Hans Martin Galliker gives a lecture at China Graduate Fashion week. [Photo by Yang Yang / China Daily]
Expats share the highs and lows of their lives in fast-changing China.
In 2011, Hans Martin Galliker and his partner Amihan Zemp founded Neemic, a Beijing-based eco-fashion brand. Galliker gave up an accounting job at IBM in his homeland Switzerland earlier to come to China and pursue his dream of doing something related to sustainable agriculture.
In his early youth, the now 35-year-old lanky man used to be a farmer back home. When Galliker made a short trip to China in 2008, he was heartbroken to find how agriculture in the country had been affected by pollution and he wanted to use his knowledge of farming to help reverse the situation.
When he told his Swiss friends he wanted to live here, they asked him: "Are you crazy?"
"But now they know that I am not," he told China Daily after talking to students at Beijing's China Graduate Fashion Week in May. "'It isn't a waste of time and money', they say."

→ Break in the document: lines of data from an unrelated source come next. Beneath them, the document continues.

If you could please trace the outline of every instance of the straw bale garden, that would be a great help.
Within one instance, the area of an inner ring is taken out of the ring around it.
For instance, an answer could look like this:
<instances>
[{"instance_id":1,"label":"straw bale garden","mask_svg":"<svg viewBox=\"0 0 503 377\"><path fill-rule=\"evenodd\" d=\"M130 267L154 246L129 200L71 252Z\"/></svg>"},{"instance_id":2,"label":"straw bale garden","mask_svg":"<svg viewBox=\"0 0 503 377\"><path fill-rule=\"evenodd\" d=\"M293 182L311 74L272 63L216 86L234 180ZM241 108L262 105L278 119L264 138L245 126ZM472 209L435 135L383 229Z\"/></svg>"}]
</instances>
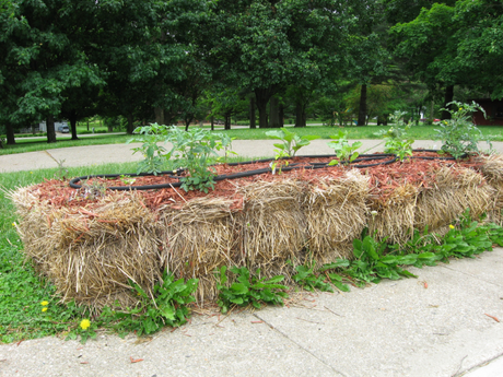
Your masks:
<instances>
[{"instance_id":1,"label":"straw bale garden","mask_svg":"<svg viewBox=\"0 0 503 377\"><path fill-rule=\"evenodd\" d=\"M315 137L283 129L269 132L276 158L247 163L227 163L223 134L142 127L138 174L11 192L17 231L63 302L89 306L94 320L128 318L140 333L183 323L190 306L227 311L282 304L296 285L348 291L413 276L406 266L502 243L503 157L477 153L467 114L441 126L441 151L412 151L398 122L385 153L359 154L340 131L334 155L297 156Z\"/></svg>"}]
</instances>

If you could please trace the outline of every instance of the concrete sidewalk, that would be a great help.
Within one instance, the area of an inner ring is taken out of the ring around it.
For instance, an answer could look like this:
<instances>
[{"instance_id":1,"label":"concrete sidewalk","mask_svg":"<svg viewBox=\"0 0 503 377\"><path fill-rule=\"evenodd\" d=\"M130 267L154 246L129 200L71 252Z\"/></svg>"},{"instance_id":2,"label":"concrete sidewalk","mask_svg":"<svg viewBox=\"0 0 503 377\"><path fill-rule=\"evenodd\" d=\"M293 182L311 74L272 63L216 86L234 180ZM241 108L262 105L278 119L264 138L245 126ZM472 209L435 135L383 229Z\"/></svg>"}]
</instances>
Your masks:
<instances>
[{"instance_id":1,"label":"concrete sidewalk","mask_svg":"<svg viewBox=\"0 0 503 377\"><path fill-rule=\"evenodd\" d=\"M419 278L304 294L289 307L196 315L147 340L1 345L0 375L502 376L503 249L410 271Z\"/></svg>"},{"instance_id":2,"label":"concrete sidewalk","mask_svg":"<svg viewBox=\"0 0 503 377\"><path fill-rule=\"evenodd\" d=\"M309 145L303 148L299 154L334 154L334 150L327 145L329 141L330 140L314 140ZM235 140L233 142L233 151L236 152L239 156L250 158L273 157L273 144L276 142L277 141L274 140ZM379 140L362 140L362 142L363 145L359 150L360 153L383 151L384 143ZM143 158L139 153L134 155L132 154L131 149L141 144L131 143L72 146L48 150L47 152L39 151L0 155L0 173L34 170L39 168L57 168L58 164L50 156L57 161L65 161L63 165L67 167L98 165L117 162L134 162ZM418 140L413 143L413 148L418 149L440 149L440 146L441 144L438 142L432 140ZM489 146L487 143L480 143L479 148L481 150L486 150ZM496 152L503 153L503 142L494 142L493 148Z\"/></svg>"}]
</instances>

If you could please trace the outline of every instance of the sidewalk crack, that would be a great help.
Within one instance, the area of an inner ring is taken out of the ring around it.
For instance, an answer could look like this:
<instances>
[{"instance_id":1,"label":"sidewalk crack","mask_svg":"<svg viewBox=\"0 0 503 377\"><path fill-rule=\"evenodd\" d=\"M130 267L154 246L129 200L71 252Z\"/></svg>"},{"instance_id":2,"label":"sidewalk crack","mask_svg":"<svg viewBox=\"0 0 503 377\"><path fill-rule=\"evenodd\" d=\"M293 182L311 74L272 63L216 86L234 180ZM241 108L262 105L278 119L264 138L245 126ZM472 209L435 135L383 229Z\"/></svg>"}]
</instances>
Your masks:
<instances>
[{"instance_id":1,"label":"sidewalk crack","mask_svg":"<svg viewBox=\"0 0 503 377\"><path fill-rule=\"evenodd\" d=\"M304 347L302 344L295 342L293 339L291 339L286 333L284 333L283 331L281 331L280 329L276 328L272 323L269 323L266 319L261 318L260 316L258 316L256 313L254 313L254 317L264 321L264 323L266 323L267 326L269 326L272 330L277 331L278 333L280 333L281 335L283 335L284 338L286 338L290 342L292 342L293 344L295 344L297 347L300 347L301 350L303 350L304 352L307 352L309 355L312 355L314 358L316 358L318 362L320 362L321 364L326 365L328 368L330 368L331 370L334 370L335 373L337 373L338 376L343 376L343 377L350 377L348 375L344 375L343 373L337 370L336 368L334 368L330 364L327 364L323 358L318 357L315 353L313 353L312 351L307 350L306 347Z\"/></svg>"}]
</instances>

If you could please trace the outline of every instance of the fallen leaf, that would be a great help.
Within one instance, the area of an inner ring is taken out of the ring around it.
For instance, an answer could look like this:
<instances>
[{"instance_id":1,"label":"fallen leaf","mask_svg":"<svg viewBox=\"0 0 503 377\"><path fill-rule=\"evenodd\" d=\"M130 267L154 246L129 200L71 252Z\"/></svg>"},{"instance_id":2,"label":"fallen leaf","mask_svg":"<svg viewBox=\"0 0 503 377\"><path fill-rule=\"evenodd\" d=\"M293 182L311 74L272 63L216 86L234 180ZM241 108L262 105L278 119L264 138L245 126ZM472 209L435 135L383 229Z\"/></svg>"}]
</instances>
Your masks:
<instances>
[{"instance_id":1,"label":"fallen leaf","mask_svg":"<svg viewBox=\"0 0 503 377\"><path fill-rule=\"evenodd\" d=\"M496 317L494 317L494 316L488 315L487 313L484 313L484 315L488 316L488 317L490 317L490 318L492 318L492 319L494 319L496 322L500 321L500 320L499 320Z\"/></svg>"}]
</instances>

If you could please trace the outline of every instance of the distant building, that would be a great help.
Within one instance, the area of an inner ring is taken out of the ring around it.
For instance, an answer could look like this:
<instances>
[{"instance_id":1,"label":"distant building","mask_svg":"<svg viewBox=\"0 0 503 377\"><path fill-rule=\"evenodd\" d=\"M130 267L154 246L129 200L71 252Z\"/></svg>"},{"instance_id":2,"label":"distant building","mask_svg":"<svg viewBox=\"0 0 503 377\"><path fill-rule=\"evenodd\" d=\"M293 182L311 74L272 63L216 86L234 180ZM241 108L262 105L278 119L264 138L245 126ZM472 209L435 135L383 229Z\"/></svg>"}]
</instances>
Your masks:
<instances>
[{"instance_id":1,"label":"distant building","mask_svg":"<svg viewBox=\"0 0 503 377\"><path fill-rule=\"evenodd\" d=\"M479 98L472 99L480 105L486 111L486 118L482 111L473 114L473 123L477 126L503 126L503 101L502 99L489 99ZM471 101L470 101L471 103Z\"/></svg>"}]
</instances>

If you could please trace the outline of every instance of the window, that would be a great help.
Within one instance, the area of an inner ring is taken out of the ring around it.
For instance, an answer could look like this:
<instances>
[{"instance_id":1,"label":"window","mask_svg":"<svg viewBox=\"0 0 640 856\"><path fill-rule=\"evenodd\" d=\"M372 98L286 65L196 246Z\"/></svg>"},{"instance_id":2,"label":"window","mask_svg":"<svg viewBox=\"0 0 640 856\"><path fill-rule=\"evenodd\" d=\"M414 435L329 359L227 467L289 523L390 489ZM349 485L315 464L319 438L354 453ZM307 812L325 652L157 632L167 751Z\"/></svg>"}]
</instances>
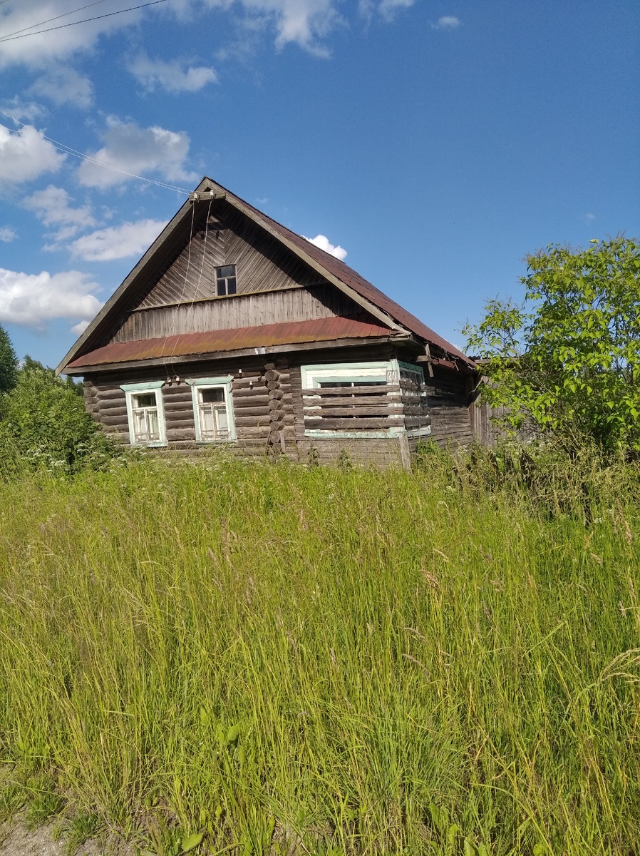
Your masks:
<instances>
[{"instance_id":1,"label":"window","mask_svg":"<svg viewBox=\"0 0 640 856\"><path fill-rule=\"evenodd\" d=\"M165 446L162 386L164 381L123 383L132 446Z\"/></svg>"},{"instance_id":2,"label":"window","mask_svg":"<svg viewBox=\"0 0 640 856\"><path fill-rule=\"evenodd\" d=\"M394 360L303 366L307 437L392 437L402 426Z\"/></svg>"},{"instance_id":3,"label":"window","mask_svg":"<svg viewBox=\"0 0 640 856\"><path fill-rule=\"evenodd\" d=\"M225 265L223 267L216 268L217 296L226 297L228 294L234 294L235 291L235 265Z\"/></svg>"},{"instance_id":4,"label":"window","mask_svg":"<svg viewBox=\"0 0 640 856\"><path fill-rule=\"evenodd\" d=\"M187 378L193 401L197 443L235 440L231 402L232 377Z\"/></svg>"}]
</instances>

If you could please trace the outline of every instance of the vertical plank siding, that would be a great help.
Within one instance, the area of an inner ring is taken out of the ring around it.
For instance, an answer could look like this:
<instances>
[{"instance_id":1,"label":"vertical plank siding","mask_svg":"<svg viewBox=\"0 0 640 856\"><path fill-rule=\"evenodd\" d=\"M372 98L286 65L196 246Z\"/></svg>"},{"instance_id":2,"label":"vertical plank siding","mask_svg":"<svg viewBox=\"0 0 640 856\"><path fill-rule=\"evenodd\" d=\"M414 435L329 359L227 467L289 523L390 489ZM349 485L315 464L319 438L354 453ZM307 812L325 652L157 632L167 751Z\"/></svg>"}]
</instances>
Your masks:
<instances>
[{"instance_id":1,"label":"vertical plank siding","mask_svg":"<svg viewBox=\"0 0 640 856\"><path fill-rule=\"evenodd\" d=\"M326 284L133 312L110 341L138 342L182 333L277 324L283 319L308 321L359 314L362 310L356 303L334 286Z\"/></svg>"},{"instance_id":2,"label":"vertical plank siding","mask_svg":"<svg viewBox=\"0 0 640 856\"><path fill-rule=\"evenodd\" d=\"M321 282L319 275L280 241L223 200L193 223L191 240L139 300L140 307L216 294L215 268L235 265L238 292L290 288Z\"/></svg>"},{"instance_id":3,"label":"vertical plank siding","mask_svg":"<svg viewBox=\"0 0 640 856\"><path fill-rule=\"evenodd\" d=\"M468 377L436 366L434 377L425 380L431 437L439 446L473 442Z\"/></svg>"}]
</instances>

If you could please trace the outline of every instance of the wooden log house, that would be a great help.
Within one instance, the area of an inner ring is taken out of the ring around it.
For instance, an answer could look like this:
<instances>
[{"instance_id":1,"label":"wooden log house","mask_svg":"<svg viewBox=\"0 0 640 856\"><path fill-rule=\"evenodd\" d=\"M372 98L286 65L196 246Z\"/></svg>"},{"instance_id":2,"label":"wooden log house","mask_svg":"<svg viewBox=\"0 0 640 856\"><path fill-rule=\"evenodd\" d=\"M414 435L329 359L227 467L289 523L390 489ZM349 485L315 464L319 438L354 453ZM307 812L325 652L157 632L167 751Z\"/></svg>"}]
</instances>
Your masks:
<instances>
[{"instance_id":1,"label":"wooden log house","mask_svg":"<svg viewBox=\"0 0 640 856\"><path fill-rule=\"evenodd\" d=\"M209 178L56 371L136 446L406 466L421 438L472 439L464 354Z\"/></svg>"}]
</instances>

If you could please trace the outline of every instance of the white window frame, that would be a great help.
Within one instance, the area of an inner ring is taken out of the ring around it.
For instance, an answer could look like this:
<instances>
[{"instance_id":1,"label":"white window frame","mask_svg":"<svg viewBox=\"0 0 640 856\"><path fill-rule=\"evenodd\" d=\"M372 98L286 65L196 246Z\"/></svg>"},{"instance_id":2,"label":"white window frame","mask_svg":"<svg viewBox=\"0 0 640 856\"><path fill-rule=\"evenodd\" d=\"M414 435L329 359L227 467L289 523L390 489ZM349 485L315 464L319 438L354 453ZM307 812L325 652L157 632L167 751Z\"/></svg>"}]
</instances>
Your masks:
<instances>
[{"instance_id":1,"label":"white window frame","mask_svg":"<svg viewBox=\"0 0 640 856\"><path fill-rule=\"evenodd\" d=\"M191 397L193 403L193 422L196 428L196 443L234 443L236 439L235 422L234 420L234 405L231 395L231 388L234 381L233 375L222 375L219 377L187 377L186 380L191 386ZM224 391L228 437L223 440L210 439L202 436L200 428L200 401L198 397L198 392L199 389L222 389Z\"/></svg>"},{"instance_id":2,"label":"white window frame","mask_svg":"<svg viewBox=\"0 0 640 856\"><path fill-rule=\"evenodd\" d=\"M129 443L132 446L145 446L151 449L167 445L167 429L164 424L164 402L163 401L162 392L163 384L163 380L145 381L141 383L121 383L120 389L123 390L125 395L127 396L127 419L129 425ZM159 438L157 440L152 440L149 443L145 443L144 441L141 442L139 440L136 440L135 438L133 396L139 395L151 395L151 393L153 393L156 396L156 407L157 409L157 431Z\"/></svg>"}]
</instances>

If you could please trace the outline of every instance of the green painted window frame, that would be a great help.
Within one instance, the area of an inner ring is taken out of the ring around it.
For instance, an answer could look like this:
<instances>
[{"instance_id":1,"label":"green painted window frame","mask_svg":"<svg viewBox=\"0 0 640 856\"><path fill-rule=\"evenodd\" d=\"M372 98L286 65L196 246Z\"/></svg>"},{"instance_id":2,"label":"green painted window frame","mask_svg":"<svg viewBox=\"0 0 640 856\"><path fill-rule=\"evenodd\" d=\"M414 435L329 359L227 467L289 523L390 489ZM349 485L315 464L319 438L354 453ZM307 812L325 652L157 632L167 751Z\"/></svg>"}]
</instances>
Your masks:
<instances>
[{"instance_id":1,"label":"green painted window frame","mask_svg":"<svg viewBox=\"0 0 640 856\"><path fill-rule=\"evenodd\" d=\"M233 375L221 375L217 377L186 377L185 380L191 387L191 400L193 406L193 424L196 430L196 443L210 445L211 443L235 443L237 436L235 433L235 420L234 419L234 401L232 395L232 387L234 383ZM198 400L199 389L222 389L224 390L224 403L227 407L227 422L228 424L229 434L224 440L210 440L203 437L200 429L200 402Z\"/></svg>"},{"instance_id":2,"label":"green painted window frame","mask_svg":"<svg viewBox=\"0 0 640 856\"><path fill-rule=\"evenodd\" d=\"M381 383L395 383L389 381L390 372L399 372L397 360L373 360L353 363L316 363L301 366L300 374L303 389L318 388L318 382L334 381L353 383L379 379ZM399 375L398 375L399 377ZM372 440L382 437L397 437L404 433L404 427L385 428L381 431L332 431L325 428L305 428L305 437L315 439L360 439Z\"/></svg>"},{"instance_id":3,"label":"green painted window frame","mask_svg":"<svg viewBox=\"0 0 640 856\"><path fill-rule=\"evenodd\" d=\"M143 381L139 383L121 383L120 389L127 399L127 421L129 425L129 443L132 446L144 446L146 449L156 449L167 445L167 428L164 422L164 401L163 396L163 380ZM139 443L135 438L133 429L133 395L145 393L153 393L156 396L157 408L158 440L151 443Z\"/></svg>"}]
</instances>

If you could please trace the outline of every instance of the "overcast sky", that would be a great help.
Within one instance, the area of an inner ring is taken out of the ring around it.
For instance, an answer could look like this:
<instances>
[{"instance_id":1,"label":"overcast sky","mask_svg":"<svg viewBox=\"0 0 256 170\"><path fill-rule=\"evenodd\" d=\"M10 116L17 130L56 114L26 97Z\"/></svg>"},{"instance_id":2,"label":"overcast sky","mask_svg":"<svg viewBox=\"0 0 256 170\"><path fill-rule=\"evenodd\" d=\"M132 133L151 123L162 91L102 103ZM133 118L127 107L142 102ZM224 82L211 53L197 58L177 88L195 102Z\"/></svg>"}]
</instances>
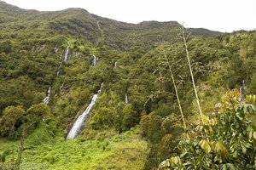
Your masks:
<instances>
[{"instance_id":1,"label":"overcast sky","mask_svg":"<svg viewBox=\"0 0 256 170\"><path fill-rule=\"evenodd\" d=\"M256 29L256 0L2 0L22 8L82 8L119 21L185 23L188 27L233 31Z\"/></svg>"}]
</instances>

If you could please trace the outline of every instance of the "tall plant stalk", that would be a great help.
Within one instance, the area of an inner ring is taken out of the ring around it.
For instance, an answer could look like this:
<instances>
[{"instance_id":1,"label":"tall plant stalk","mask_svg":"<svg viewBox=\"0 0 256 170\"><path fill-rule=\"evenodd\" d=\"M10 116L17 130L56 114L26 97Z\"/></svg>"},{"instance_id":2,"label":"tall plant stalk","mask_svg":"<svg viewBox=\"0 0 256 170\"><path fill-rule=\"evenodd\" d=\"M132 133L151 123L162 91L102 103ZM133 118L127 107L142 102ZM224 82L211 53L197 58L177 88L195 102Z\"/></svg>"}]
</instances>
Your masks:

Swiss and other European magazines have started to write about Neemic, which is fetching reviews even in China for what Galliker calls the "power of aesthetics" of the garments the line sells, inspired by nature in their use of organic materials and dyes. But his ultimate goal is to promote sustainable agriculture, he says.
Galliker is among thousands of expatriates who live in fast-changing China, where they either work or study.
And while doing so, many among them also try to adjust to Chinese culture, injecting diverse ideas into society, falling in love with the local food, worrying their heads off about the pollution, choosing to leave or stay, but most importantly, contributing in their own ways to China's further modernization.
Many expatriate accounts in this newspaper suggest there are praises to be sung about their time in the host nation and some sulking to be done as well.
The community has more than 600,000 members, according to the last China census of 2011. Since 2000, the number of expatriates coming to China has grown at an average annual rate of 10 percent. Until a decade ago, the bulk of the foreigners posted in China were usually invited by government agencies to work here.
But in the past few years, many have flown into the country on their own initiative - perhaps to work for global or local companies, among other enterprises. A few have even qualified for permanent residency permits, or "green cards" (about 5,000 by the end of 2013).
As a result of all this, a Mandarin term has cropped up in the country's public discourse: Huapiao. When loosely translated, it means "drifters to China".
It follows in the path of Beipiao, an expression that's used by Beijing natives to describe migrants without a household registration in the city, or hukou.